Cosmic Camel Clash : Oui, et éventuellement s'il y avait des morceaux dont tu étais particulièrement fan en tant qu'auditeur... ou alors pas du tout !

Julien : J'aime bien "Je suis" par exemple sur le premier album. Après si je commence à faire tous les titres on n'a pas fini !

Cosmic Camel Clash : Okay. À chaque fois que j'ai un musicien français avec un peu de bouteille en interview je lui pose toujours la même question, donc tu vas y passer. Toi qui fais partie de la scène depuis plus d'une dizaine d'années, quel regard poses-tu sur son évolution ?

Julien : Wow... ce n'est pas forcément évident à l'heure d'aujourd'hui pour les groupes, par rapport à il y a dix ans où tout était à construire. La première vague du métal français, à savoir la Team Nowhere qui était le fer de lance à l'époque... il y avait une demande car le néo-métal américain était apparu donc pendant quelques années (jusqu'en 2004-2006 je dirais) il y a eu une vraie effervescence et pour pas mal de groupes il était facile de jouer, de tourner en France, de sortir un disque et d'avoir un petit succès. Maintenant, en 2009, le constat n'est pas forcément du tout le même. C'est difficile d'avoir une objectivité là-dessus : est-ce le téléchargement qui veut ça, les jeunes d'aujourd'hui qui n'ont plus forcément le réflexe d'acheter des disques, ou peut-être que le métal en France n'intéresse plus forcément les gens car ils écoutent d'autres musiques.... c'est devenu vraiment difficile.
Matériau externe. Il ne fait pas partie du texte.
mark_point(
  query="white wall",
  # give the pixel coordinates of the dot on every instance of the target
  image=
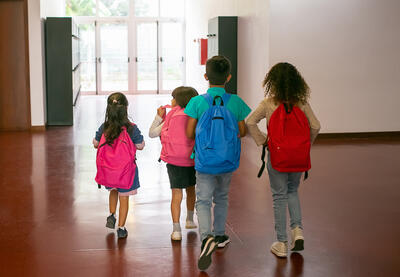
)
(36, 69)
(348, 52)
(37, 11)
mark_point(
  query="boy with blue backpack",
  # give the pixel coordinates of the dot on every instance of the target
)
(216, 123)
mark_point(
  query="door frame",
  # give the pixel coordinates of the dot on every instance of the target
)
(159, 54)
(132, 22)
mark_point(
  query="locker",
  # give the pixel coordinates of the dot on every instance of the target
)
(222, 40)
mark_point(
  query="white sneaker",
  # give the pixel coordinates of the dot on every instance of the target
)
(190, 224)
(279, 249)
(176, 235)
(297, 239)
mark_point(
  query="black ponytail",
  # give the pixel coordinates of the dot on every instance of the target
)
(116, 117)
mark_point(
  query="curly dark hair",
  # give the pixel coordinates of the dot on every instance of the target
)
(116, 117)
(218, 69)
(285, 85)
(182, 95)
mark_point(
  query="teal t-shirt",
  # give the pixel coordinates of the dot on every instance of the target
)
(198, 105)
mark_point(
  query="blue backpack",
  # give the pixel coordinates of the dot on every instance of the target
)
(217, 147)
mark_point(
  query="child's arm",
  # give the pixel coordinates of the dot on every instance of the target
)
(137, 138)
(97, 137)
(95, 143)
(156, 126)
(315, 126)
(191, 128)
(252, 122)
(242, 128)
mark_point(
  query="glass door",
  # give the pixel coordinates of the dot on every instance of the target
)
(87, 45)
(113, 58)
(171, 56)
(159, 56)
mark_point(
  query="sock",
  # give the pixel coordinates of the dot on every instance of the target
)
(176, 227)
(189, 216)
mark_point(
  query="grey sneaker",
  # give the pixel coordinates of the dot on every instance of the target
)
(297, 239)
(122, 233)
(222, 241)
(207, 248)
(279, 249)
(111, 221)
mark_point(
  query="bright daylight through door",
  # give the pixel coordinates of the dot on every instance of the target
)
(132, 46)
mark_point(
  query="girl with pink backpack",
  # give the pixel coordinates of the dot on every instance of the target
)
(176, 151)
(116, 142)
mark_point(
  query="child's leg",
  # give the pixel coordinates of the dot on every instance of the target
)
(123, 210)
(278, 181)
(205, 187)
(176, 205)
(221, 203)
(293, 200)
(190, 198)
(112, 201)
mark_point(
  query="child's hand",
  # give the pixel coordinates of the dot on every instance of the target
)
(95, 143)
(161, 111)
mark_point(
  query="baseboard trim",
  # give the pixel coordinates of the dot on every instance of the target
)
(41, 128)
(362, 135)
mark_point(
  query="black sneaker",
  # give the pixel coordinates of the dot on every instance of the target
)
(122, 233)
(222, 241)
(111, 221)
(207, 248)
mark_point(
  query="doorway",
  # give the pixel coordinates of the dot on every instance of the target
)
(140, 53)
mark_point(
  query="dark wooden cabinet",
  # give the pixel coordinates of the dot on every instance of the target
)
(62, 69)
(222, 40)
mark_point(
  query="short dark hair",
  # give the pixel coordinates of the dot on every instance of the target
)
(182, 95)
(218, 69)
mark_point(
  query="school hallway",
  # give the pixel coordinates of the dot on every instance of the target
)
(53, 215)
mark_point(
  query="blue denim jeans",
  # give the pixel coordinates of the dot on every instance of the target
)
(212, 188)
(284, 187)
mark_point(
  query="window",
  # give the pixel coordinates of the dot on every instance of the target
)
(146, 8)
(113, 7)
(80, 7)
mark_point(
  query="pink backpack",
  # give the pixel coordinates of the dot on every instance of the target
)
(176, 147)
(116, 165)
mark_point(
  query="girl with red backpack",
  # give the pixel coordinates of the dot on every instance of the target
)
(116, 142)
(176, 151)
(292, 128)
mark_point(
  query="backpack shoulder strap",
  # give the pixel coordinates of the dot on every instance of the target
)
(208, 98)
(263, 162)
(226, 97)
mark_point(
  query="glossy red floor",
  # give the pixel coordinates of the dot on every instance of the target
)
(52, 214)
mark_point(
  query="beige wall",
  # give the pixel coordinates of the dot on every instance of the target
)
(347, 50)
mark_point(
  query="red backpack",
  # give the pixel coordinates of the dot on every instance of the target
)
(289, 141)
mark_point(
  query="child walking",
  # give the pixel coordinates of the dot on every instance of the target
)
(176, 152)
(286, 97)
(117, 140)
(217, 123)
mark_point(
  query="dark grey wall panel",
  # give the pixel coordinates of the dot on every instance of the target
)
(222, 40)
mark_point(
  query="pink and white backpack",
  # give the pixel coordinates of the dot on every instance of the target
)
(116, 165)
(176, 147)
Ne serait-ce que de pouvoir sortir un disque et le distribuer, et encore plus pouvoir défendre son disque sur scène, c'est devenu chaud. Et c'est ça qui est triste : autant on peut ne pas vendre beaucoup de disques, mais si on ne peut même pas s'exprimer devant un auditoire c'est encore plus frustrant pour un musicien. Donc en ce moment c'est un peu difficile. C'est toujours le même mot qui revient : c'est la crise du disque, c'est la crise tout court, mais par contre je préfère rester optimiste. Un jour ça va se décanter, je ne sais pas comment mais on va passer à un autre niveau. Il faut juste être patient et se serrer la ceinture.